One potential problem the private plans could address is called churning. It happens when a person's income is near the threshold between qualifying for Medicaid and qualifying for federal help to buy private coverage.
Imagine, says Rosenbaum, someone working 30 hours a week in the summer, whose hours are cut back, so they qualify for Medicaid part of the year, then expanded, pushing them back out of the program.
"And you get a letter saying, 'Now you're earning more money, so now you have to leave your plan.

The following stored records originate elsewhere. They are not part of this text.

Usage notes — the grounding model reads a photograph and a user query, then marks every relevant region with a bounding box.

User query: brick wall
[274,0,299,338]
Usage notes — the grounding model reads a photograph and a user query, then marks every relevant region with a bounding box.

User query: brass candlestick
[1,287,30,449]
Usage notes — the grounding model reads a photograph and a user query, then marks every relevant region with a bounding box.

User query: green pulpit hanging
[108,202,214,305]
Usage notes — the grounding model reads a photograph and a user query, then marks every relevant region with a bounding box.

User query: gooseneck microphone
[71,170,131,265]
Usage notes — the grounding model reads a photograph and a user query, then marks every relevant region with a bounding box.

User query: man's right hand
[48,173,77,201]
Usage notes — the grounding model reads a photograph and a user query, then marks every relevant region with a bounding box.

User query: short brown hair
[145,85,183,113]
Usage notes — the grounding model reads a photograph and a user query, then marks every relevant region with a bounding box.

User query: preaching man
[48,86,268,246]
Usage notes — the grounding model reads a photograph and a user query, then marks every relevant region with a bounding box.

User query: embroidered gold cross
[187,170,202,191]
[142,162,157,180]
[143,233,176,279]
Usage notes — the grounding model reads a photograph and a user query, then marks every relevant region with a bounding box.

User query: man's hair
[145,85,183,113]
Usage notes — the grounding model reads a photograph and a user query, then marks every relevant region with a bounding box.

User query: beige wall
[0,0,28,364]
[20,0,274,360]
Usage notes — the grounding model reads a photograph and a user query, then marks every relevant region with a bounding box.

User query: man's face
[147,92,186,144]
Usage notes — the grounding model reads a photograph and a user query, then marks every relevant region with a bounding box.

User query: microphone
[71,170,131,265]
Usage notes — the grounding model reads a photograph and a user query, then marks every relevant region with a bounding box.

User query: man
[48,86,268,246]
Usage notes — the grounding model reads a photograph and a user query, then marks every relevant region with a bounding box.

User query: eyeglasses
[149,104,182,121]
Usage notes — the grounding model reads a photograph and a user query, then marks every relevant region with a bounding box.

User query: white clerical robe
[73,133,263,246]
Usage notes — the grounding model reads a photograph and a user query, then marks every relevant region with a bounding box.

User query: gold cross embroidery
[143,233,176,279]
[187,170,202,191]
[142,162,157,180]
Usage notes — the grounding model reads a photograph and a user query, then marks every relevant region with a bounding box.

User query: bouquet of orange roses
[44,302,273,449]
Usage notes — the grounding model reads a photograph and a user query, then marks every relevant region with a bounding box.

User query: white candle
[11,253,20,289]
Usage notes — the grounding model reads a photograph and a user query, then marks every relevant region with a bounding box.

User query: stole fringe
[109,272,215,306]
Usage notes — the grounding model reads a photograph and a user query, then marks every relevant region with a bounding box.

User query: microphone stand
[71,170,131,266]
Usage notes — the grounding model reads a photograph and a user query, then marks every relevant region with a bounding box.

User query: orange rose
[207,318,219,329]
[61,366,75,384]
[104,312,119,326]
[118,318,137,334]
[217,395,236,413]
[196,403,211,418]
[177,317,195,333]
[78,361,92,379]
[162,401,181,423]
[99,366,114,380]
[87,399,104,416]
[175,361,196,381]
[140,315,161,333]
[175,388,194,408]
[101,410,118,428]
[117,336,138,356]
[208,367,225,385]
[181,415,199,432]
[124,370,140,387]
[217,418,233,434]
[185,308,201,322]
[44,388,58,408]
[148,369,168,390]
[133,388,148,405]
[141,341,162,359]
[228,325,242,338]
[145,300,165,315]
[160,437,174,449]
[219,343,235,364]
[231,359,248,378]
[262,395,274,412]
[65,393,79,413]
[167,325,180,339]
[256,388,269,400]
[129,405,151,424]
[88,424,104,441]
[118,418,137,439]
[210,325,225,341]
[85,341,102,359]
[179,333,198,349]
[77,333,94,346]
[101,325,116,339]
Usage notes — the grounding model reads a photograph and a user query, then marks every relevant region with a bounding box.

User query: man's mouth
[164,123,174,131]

You and your kids have to leave your doctors; you have to pick a new plan.' And then in winter, if your hours drop back down, you get another letter saying, 'Oh, sorry, you have to leave your plan, [and] your doctors,' " she says. "Those people could be forced to change plans multiple times a year."
Rosenbaum says enrolling Medicaid beneficiaries in plans in the exchange instead could protect as many as 28 million people a year from churning if their income does get too high.
"Your plan will stay your plan, your doctors will stay your doctors," she said. "Basically, the 'bank of Medicaid' and the 'bank of the exchange' will have a conversation with each other about who pays the bills. And your premium may be a little bit different and your copays may be a little bit different, but your health care won't be interrupted."
And it's not just those on Medicaid who could benefit.
Many of the new Medicaid enrollees will be relatively healthy, relatively young people with relatively low insurance costs. They could help bring premiums down for those in the exchanges who are older and sicker.
"It's the woman who's 32 working at Wal-Mart with a couple of kids who we really need in the exchange," Rosenbaum says. "And so if we buy her in and keep her in, it's going to be that much better off for the 55-year-old woman who is sick and unable to work and needs coverage through the exchange because of a lot of health conditions."
Still, one of the fundamental appeals of putting new Medicaid enrollees in private plans remains political.
"I think in states where the resistance to the Medicaid expansion was based primarily on, 'This is a big-government program that we can't make any bigger,' finding a way to do the expansion through private coverage will open a door to a conversation that was otherwise not taking place," said Alan Weil of the National Academy for State Health Policy.
What remains a key issue for many states, however, is that the federal government hasn't yet said exactly how much states can spend on the private plans — only that what they spend to enroll Medicaid beneficiaries in the plans should be "comparable" to what they would have spent otherwise.
Health and Human Services Secretary Kathleen Sebelius says officials will spell out more details on that issue "in the very near future."